As the fried chicken sandwich trend is still ongoing, it's not surprising the Curry Up Now would take a crack at this pinnacle of comfort food. The tandoori fried chicken sandwich ($10, pictured) is relatively new to the menu, and while I respect its bold flavors and buttery brioche bun, it's a bit lopsided flavor-wise. Points for the concept of pickled onions and pineapple jalapeño chutney, which are right at home on this sandwich; I just wish there was more of them to balance things out. The smoky spices in the chicken's beautifully textured exterior have a bold flavor, but without something else to even out the flavor palette, it comes across as one-note.

Of course, any good Indian joint would be remiss if they didn't pay homage to the country's amazing street food culture. Curry Up Now's vada pav ($8) evokes a kind of exploded pierogi with a mashed potato fritter sandwiched between a soft roll and served with garlic chutney. I'm also a bit of a sucker for their Itsy Bitsy Naan Bits ($8), but that's mostly because I find them adorable; little silver dollar-sized rounds of naan that come with a tikka masala dip will always be right up my alley. The monarch of Curry Up Now's street food menu, however, is the mighty deconstructed samosa ($11). It takes everything that makes a samosa one of the best snacks on the planet and doubles down by serving it up in a bowl with two bisected samosas for dipping. If you're the type of person who always feels a bit crestfallen once you've finished off your samosa appetizer, this is the dish for you.

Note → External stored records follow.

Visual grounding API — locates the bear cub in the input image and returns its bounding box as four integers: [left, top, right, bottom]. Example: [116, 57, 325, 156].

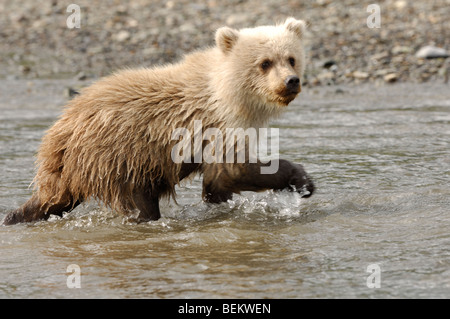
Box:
[4, 18, 314, 225]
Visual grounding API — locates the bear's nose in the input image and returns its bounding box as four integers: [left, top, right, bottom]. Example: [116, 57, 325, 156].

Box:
[284, 75, 300, 93]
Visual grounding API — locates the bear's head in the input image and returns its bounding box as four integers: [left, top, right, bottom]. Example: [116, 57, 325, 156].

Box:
[216, 18, 305, 107]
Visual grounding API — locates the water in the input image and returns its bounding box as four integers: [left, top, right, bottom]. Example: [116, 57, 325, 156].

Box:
[0, 81, 450, 298]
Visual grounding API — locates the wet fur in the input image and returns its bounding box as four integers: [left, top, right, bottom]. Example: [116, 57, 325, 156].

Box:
[4, 19, 313, 224]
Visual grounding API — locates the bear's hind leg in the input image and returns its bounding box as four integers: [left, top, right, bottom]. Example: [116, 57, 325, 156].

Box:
[3, 194, 80, 225]
[133, 192, 161, 223]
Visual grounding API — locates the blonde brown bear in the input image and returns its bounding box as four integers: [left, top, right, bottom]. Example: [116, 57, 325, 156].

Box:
[4, 18, 314, 228]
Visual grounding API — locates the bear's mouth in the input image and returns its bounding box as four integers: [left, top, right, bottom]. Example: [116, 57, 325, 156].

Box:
[274, 90, 300, 106]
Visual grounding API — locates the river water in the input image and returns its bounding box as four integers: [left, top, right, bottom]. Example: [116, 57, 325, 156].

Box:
[0, 80, 450, 298]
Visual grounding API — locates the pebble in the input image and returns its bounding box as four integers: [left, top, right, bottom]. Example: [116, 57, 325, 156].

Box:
[353, 71, 369, 79]
[114, 30, 131, 42]
[416, 45, 450, 59]
[383, 73, 398, 83]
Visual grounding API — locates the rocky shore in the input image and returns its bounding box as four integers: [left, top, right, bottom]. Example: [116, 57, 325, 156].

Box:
[0, 0, 450, 86]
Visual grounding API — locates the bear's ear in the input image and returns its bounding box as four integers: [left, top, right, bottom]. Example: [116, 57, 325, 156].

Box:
[216, 27, 239, 54]
[284, 18, 306, 38]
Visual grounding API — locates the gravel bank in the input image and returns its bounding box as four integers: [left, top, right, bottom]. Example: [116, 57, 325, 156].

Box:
[0, 0, 450, 86]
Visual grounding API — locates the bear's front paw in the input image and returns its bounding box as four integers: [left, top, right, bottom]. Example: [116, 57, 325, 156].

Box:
[289, 164, 315, 198]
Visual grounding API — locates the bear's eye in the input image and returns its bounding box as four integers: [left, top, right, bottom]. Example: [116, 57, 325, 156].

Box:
[261, 60, 272, 71]
[288, 57, 295, 66]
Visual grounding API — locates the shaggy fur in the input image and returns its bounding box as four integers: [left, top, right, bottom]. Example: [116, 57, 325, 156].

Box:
[5, 18, 313, 224]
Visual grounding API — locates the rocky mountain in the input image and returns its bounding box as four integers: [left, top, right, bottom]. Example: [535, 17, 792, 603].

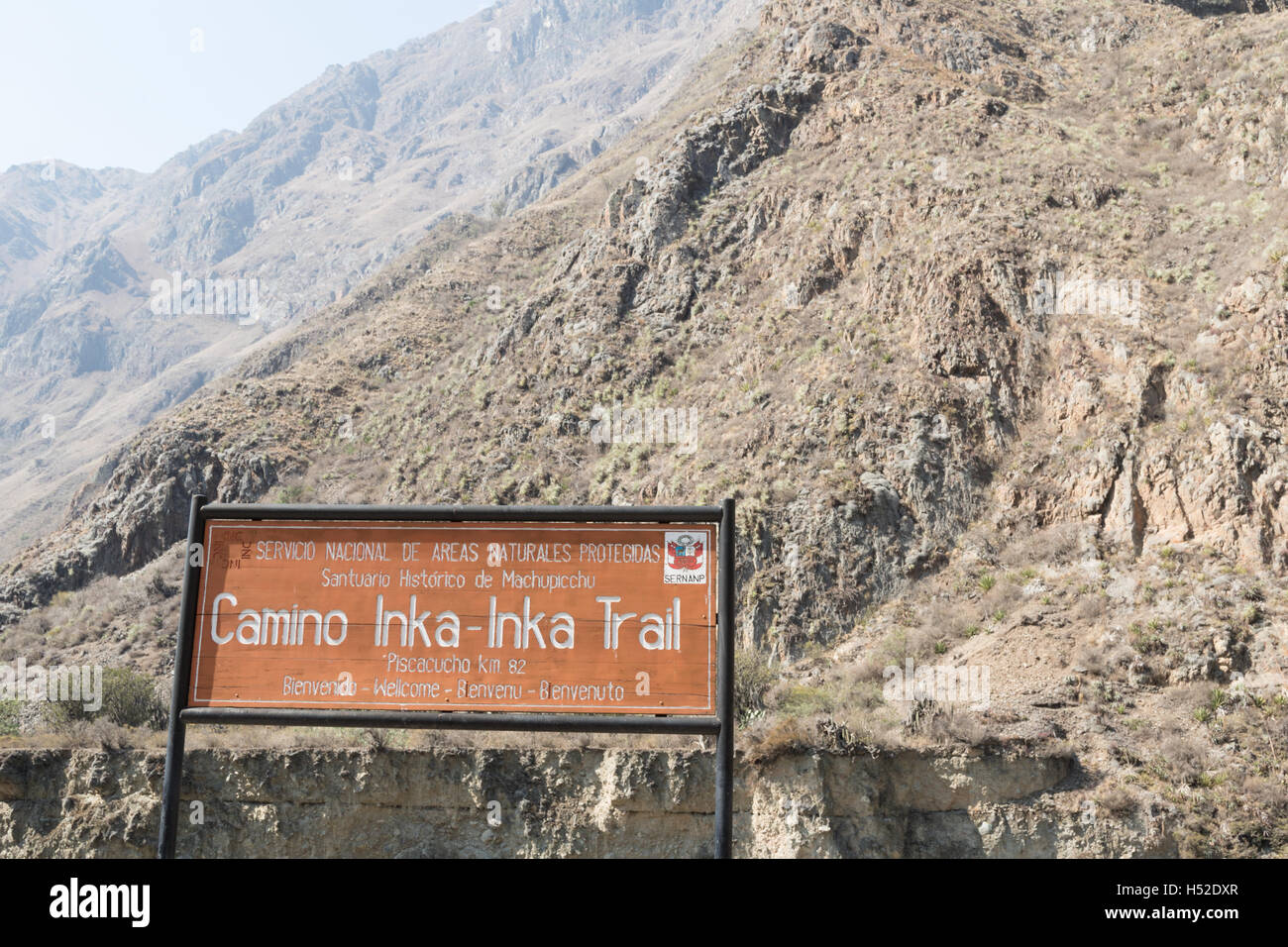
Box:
[0, 0, 759, 556]
[0, 0, 1288, 854]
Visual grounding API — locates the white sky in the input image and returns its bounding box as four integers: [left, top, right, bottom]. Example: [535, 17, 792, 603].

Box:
[0, 0, 492, 171]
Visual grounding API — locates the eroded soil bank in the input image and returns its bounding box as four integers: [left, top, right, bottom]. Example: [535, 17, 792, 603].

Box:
[0, 747, 1176, 858]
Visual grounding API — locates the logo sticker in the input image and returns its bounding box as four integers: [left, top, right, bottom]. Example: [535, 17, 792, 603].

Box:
[662, 532, 707, 585]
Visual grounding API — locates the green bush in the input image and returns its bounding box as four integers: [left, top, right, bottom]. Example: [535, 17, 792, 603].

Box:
[0, 701, 21, 737]
[47, 668, 170, 730]
[733, 648, 778, 723]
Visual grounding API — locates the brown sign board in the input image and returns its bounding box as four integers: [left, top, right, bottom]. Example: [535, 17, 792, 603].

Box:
[185, 519, 717, 715]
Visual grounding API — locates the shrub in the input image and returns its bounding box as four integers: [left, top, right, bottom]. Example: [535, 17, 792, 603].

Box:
[733, 648, 778, 723]
[0, 701, 21, 737]
[47, 668, 170, 730]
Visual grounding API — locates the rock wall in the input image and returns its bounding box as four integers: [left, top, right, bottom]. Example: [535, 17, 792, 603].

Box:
[0, 747, 1176, 858]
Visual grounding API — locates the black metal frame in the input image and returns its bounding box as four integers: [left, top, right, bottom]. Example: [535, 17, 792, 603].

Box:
[158, 494, 734, 858]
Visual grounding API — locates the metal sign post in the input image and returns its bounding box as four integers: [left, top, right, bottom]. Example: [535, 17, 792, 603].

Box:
[158, 496, 734, 858]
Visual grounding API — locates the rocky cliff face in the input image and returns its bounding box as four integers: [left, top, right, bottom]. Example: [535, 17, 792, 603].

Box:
[0, 749, 1175, 858]
[0, 0, 1288, 854]
[0, 0, 759, 556]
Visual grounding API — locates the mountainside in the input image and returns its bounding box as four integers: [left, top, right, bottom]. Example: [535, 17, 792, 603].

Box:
[0, 0, 759, 557]
[0, 0, 1288, 854]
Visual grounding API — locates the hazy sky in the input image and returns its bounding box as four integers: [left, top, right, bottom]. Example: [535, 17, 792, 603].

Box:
[0, 0, 492, 171]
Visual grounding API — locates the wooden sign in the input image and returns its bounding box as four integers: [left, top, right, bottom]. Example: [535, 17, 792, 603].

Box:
[187, 519, 717, 715]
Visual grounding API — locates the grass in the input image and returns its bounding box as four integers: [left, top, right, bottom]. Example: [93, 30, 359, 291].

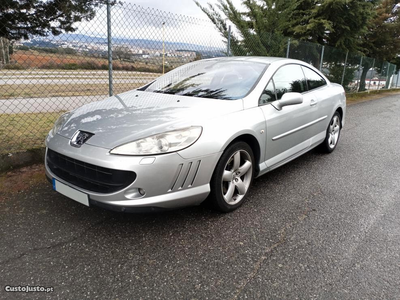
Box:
[0, 112, 62, 154]
[0, 70, 160, 99]
[346, 89, 400, 105]
[0, 83, 143, 98]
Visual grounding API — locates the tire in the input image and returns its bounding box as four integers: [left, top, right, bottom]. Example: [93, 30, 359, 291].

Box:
[209, 142, 255, 213]
[320, 111, 342, 153]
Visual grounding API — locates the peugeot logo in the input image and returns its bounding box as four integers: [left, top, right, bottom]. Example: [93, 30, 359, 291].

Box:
[69, 130, 94, 148]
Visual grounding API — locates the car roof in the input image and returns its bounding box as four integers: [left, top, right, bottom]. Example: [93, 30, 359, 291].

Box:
[207, 56, 294, 64]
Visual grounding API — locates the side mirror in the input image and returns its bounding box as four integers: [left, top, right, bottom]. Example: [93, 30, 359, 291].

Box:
[271, 93, 303, 110]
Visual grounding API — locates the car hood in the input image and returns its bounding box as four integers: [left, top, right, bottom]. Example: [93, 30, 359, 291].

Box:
[58, 90, 243, 149]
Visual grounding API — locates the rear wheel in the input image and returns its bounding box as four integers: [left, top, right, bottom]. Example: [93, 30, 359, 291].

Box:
[320, 112, 342, 153]
[210, 142, 254, 212]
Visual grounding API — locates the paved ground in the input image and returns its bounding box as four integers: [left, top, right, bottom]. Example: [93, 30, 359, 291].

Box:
[0, 96, 400, 299]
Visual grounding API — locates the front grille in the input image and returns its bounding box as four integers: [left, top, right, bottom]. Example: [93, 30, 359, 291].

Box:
[46, 149, 136, 193]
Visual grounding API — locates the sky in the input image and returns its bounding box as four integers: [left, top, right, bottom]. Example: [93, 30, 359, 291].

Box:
[77, 0, 241, 47]
[125, 0, 242, 19]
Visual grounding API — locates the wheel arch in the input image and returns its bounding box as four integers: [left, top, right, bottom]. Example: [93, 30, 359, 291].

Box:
[336, 106, 343, 127]
[223, 133, 261, 177]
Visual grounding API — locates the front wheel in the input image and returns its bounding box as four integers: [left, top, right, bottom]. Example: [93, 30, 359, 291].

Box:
[320, 112, 342, 153]
[210, 142, 254, 212]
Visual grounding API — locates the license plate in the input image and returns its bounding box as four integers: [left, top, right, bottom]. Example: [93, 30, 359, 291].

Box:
[53, 178, 89, 206]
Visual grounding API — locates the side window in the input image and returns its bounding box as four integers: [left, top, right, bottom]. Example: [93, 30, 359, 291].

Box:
[273, 65, 307, 100]
[303, 67, 326, 90]
[259, 79, 276, 105]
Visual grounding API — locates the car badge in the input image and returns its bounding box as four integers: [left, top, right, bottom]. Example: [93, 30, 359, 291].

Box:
[69, 130, 94, 148]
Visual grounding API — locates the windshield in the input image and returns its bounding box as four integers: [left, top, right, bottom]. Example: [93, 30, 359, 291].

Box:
[145, 60, 268, 100]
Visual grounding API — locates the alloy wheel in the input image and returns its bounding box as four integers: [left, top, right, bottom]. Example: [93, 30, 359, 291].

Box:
[221, 150, 253, 205]
[328, 115, 340, 149]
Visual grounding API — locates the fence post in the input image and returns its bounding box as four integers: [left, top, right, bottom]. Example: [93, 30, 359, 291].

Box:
[367, 58, 375, 91]
[286, 38, 290, 58]
[107, 0, 113, 97]
[319, 46, 325, 71]
[341, 50, 349, 85]
[357, 56, 364, 92]
[162, 22, 165, 75]
[226, 25, 231, 56]
[385, 62, 390, 89]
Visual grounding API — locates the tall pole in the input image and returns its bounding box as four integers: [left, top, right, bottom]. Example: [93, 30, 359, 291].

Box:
[226, 25, 231, 56]
[367, 58, 375, 91]
[342, 50, 349, 85]
[319, 46, 325, 71]
[163, 22, 165, 74]
[357, 56, 364, 92]
[107, 0, 113, 97]
[286, 38, 290, 58]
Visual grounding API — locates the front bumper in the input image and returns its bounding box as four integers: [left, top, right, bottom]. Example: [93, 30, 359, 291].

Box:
[45, 135, 221, 212]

While perhaps not all of Curry Up Now's creative ideas stick the landing, there is a lot to love about this local import. Not only is this a good place for that milquetoast diner in your squad to take a step beyond their culinary comfort zone, but its hip take on fusion cooking is always cranking out something interesting. You'll want to keep tabs on this place to see what they'll do next.